Repeated Inverse Reinforcement Learning
- Kareem Amin ,
- Nan Jiang ,
- Satinder Singh
Advances in Neural Information Processing Systems 30 (NIPS 2017) |
How detailed should we make the goals we prescribe to AI agents acting on our behalf in complex environments? Detailed & low-level specification of goals can be tedious and expensive to create, and abstract & high-level goals could lead to negative surprises as the agent may find behaviors that we would not want it to do, i.e., lead to unsafe AI. One approach to addressing this dilemma is for the agent to infer human goals by observing human behavior. This is the Inverse Reinforcement Learning (IRL) problem. However, IRL is generally ill-posed for there are typically many reward functions for which the observed behavior is optimal.
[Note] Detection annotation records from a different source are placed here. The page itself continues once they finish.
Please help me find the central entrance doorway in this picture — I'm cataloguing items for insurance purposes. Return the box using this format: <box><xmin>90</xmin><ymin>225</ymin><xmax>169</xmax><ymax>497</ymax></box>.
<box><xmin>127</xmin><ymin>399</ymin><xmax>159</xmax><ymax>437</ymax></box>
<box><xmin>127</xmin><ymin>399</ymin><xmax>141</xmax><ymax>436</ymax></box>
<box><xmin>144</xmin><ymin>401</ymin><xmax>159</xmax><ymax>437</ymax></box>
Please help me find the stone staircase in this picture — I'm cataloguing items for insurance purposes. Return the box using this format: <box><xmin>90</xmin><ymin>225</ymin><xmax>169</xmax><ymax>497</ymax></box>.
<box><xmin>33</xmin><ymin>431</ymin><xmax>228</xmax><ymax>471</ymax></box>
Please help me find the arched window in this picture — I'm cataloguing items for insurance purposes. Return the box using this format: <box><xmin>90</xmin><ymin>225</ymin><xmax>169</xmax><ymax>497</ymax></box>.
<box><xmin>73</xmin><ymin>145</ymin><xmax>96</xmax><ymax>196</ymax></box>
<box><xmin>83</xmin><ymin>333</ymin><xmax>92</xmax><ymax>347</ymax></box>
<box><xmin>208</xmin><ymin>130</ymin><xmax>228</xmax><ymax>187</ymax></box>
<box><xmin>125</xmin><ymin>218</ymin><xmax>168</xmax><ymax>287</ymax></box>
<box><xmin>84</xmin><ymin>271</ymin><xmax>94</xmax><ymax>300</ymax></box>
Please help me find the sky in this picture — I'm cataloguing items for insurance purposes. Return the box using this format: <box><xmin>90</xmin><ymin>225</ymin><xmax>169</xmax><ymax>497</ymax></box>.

While the use of heuristics to select from among the set of feasible reward functions has led to successful applications of IRL to learning from demonstration, such heuristics do not address AI safety. In this paper we introduce a novel repeated IRL problem that captures an aspect of AI safety as follows. The agent has to act on behalf of a human in a sequence of tasks and wishes to minimize the number of tasks that it surprises the human. Each time the human is surprised the agent is provided a demonstration of the desired behavior by the human. We formalize this problem, including how the sequence of tasks is chosen, in a few different ways and provide some foundational results.